Unlock a world of possibilities! Login now and discover the exclusive benefits awaiting you.
Hi,
a quick one, where I´m uncertain:
I simply want to sum up two fields inculding (same) set analysis. Normally I do it in this way:
sum( {<[Date.Cal.Year]={2017}>} [FieldA]) + sum( {<[Date.Cal.Year]={2017}>} [FieldB])
Now I saw that this also works:
sum( {<[Date.Cal.Year]={2017}>} ([FieldA] + [FieldB]))
FieldA and FieldB are both from the same (facts) table.
Due to I have a very large data set and complex nested formulas I´d prefer the second version, but I´m uncertain if there could be any differences in the result.
Can anybody confirm whether the two versions are identical or otherwise outline the difference?
Thanks, Thomas
Your point b) assumption is correct I believe. Hence, you would get the set analysis data filter benefit even with the rangesum().
Hi,
sum( {<[Date.Cal.Year]={2017}>} RangeSum([FieldA] , [FieldB]))
This will work if Field A and Field B comes from different table ?
If the association is fine, it should work.
The tables are less important in the front end providing they are suitably associated with other.
Sum(RangeSum([FieldA] , [FieldB]) may give odd results if there is not a one to one relationship between A and B within the context of any chart/table dimensions.
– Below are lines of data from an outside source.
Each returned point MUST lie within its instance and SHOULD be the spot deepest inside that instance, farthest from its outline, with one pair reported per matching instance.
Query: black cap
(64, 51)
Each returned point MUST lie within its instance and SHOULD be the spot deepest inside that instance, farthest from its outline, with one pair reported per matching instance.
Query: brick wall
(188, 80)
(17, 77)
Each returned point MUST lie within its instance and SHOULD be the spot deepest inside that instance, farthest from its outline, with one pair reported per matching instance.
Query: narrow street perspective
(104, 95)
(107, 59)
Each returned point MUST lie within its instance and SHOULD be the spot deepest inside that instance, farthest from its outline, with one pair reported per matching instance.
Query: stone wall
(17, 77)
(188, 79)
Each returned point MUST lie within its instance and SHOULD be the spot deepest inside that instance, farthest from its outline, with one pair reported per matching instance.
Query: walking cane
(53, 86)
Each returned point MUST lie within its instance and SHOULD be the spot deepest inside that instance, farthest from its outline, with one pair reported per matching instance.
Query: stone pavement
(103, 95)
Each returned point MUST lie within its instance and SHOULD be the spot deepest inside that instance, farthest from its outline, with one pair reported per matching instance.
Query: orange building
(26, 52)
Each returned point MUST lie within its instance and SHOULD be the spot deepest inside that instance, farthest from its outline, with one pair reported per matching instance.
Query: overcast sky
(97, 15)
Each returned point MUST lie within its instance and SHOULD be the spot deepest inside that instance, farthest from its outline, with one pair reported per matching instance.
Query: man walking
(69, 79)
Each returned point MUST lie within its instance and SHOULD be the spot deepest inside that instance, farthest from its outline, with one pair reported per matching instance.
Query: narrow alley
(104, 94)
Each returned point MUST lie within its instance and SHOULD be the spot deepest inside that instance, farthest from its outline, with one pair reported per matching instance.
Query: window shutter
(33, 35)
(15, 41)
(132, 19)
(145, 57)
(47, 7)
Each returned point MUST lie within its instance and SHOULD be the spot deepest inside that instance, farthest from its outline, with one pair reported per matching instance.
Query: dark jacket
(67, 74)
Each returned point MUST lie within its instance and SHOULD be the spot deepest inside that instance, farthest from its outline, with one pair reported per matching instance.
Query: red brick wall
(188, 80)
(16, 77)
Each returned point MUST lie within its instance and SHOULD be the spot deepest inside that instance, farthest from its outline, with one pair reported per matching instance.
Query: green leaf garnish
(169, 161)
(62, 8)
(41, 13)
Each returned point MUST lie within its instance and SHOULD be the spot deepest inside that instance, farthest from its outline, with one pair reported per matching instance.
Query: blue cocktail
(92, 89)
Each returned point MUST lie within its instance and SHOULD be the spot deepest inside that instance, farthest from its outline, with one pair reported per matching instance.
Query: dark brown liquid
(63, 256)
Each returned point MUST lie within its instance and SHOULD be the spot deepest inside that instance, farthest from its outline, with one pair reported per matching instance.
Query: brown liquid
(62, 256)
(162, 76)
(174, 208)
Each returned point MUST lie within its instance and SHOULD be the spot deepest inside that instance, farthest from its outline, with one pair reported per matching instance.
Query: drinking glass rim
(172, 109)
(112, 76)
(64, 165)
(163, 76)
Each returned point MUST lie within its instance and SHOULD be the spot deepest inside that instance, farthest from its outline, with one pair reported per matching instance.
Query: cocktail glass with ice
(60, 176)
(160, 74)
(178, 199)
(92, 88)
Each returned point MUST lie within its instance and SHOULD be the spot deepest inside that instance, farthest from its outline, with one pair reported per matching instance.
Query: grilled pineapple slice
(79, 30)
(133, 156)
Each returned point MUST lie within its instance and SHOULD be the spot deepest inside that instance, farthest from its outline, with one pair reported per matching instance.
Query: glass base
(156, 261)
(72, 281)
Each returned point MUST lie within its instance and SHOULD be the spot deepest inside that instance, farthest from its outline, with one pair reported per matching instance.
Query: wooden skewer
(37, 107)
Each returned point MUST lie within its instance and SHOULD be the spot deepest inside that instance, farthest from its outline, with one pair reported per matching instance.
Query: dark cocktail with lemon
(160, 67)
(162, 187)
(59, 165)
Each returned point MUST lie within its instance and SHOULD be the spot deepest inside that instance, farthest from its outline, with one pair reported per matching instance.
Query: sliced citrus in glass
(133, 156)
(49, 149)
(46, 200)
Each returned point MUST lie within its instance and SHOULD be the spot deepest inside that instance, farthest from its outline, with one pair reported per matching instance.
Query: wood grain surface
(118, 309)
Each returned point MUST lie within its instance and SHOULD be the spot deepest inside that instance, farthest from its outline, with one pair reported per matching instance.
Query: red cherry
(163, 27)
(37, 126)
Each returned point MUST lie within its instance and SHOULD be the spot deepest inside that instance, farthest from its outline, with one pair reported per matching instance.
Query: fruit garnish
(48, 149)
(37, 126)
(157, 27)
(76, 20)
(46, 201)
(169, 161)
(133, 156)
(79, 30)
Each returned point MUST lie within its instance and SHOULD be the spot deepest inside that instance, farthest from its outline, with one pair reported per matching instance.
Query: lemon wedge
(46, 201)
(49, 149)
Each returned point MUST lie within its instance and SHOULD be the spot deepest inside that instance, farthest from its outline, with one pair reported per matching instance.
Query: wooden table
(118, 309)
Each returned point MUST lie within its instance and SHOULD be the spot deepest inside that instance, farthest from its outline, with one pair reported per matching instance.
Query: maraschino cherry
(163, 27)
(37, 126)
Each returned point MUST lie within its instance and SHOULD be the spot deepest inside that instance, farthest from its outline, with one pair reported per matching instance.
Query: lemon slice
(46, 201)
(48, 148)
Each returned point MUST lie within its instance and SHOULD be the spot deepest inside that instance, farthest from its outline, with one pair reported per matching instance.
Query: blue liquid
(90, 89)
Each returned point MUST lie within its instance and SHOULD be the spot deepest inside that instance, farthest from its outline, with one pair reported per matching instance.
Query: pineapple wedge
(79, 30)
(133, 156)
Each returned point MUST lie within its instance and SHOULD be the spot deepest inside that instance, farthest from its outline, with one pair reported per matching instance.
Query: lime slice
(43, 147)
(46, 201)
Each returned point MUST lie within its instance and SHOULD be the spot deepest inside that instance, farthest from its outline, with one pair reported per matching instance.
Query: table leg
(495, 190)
If for any value of FieldA, there is more than one possible value of FieldB, then the RangeSum() may return only the value of A. In this case, you might be better off with the slightly less efficient Sum(A) + Sum(B) approach.
>>if there is not a one to one relationship between A and B within the context of any chart/table dimensions...
Or it may double up the values of A....
For example with these two tables
ID | A | B |
---|---|---|
1 | 1 | 100 |
1 | <null> | 100 |
2 | 1 | 50 |
2 | 1 | 200 |
2 | 10 | <null> |
3 | 2 | 100 |
3 | 3 | 100 |
3 | 4 | 100 |
3 | 4 | 101 |
3 | 4 | <null> |
3 | <null> | <null> |
4 | 1 | 300 |
4 | 4 | 400 |
ID | C |
---|---|
1 | 100 |
1 | 200 |
2 | <null> |
3 | 200 |
4 | 300 |
4 | 400 |
Give these results:
Table1:
LOAD ID,
If(A = '*', Null(), A) as A,
If(B = '*', Null(), B) as B
Inline
[
ID, A, B
1, 1, 100
1, *, 100
2, 1, 200
2, 1, 50
2, 10, *
3, 2, 100
3, 3, 100
3, 4, 100
3, 4, *
3, 4, 101
3, *, *
4, 1, 300
4, 4, 400
];
Table2:
LOAD ID,
If(C = '*', Null(), C) as C
Inline
[
ID, C
1, 100
1, 200
2, *
3, 200
4, 300
4, 400
];
Hi,
just to add to this thread, as a general rule (I'm not sure if it's stated somewhere in help/documentation, etc) you should not use sum(A*B) or sum(A+B) if the fields belong to different tables. I haven't tested it, but in most cases you get ZERO if you try to do it.
But even if you get a result it won't be necessarily right. In other words it would be like an "unsafe" use of the sum in the form sum(A+B)/sum(A*B).
Like it's been said, you should take care of null values because you'll have different results.
Also sum(A) + sum(B) does the sum taking as reference totals, while sum(A+B) will do it record per record (similar to what sumproduct does in Excel). This is the explanation of why it won't work correctly if you try sum(A+B) when fields belong to different tables (also remember, even if you concatenate 2 different tables into one, they are still 2 tables)
so in conclusion you should never take sum(A) + Sum(B) and Sum(A+B) as equivalents,
hope this helps,
regards
Hi,
thanks for your post. You wrote:
also remember, even if you concatenate 2 different tables into one, they are still 2 tables
I can´t really imagine this. Can you share the explanation why this should happen?
>>even if you concatenate 2 different tables into one, they are still 2 tables
I don't think that is true. Perhaps you could offer some evidence as to why you believe this.
I gues what Jaime was referring to is a situation when you concatenate two tables into one and different fact fields come from different tables.
Table:
LOAD
ID,
A
FROM Source_1;
Concatenate(Table)
LOAD
ID,
B
FROM Source_2;
Effectively the result is one table, but with NULLs on each row:
ID | A | B |
---|---|---|
1 | 100 | NULL |
2 | 200 | NULL |
3 | 300 | NULL |
1 | NULL | 100 |
2 | NULL | 200 |
3 | NULL | 300 |
This really should be treated as if you were working with two separate tables (from aggregation perspective), so use RangeSum() or other approach to account for null values.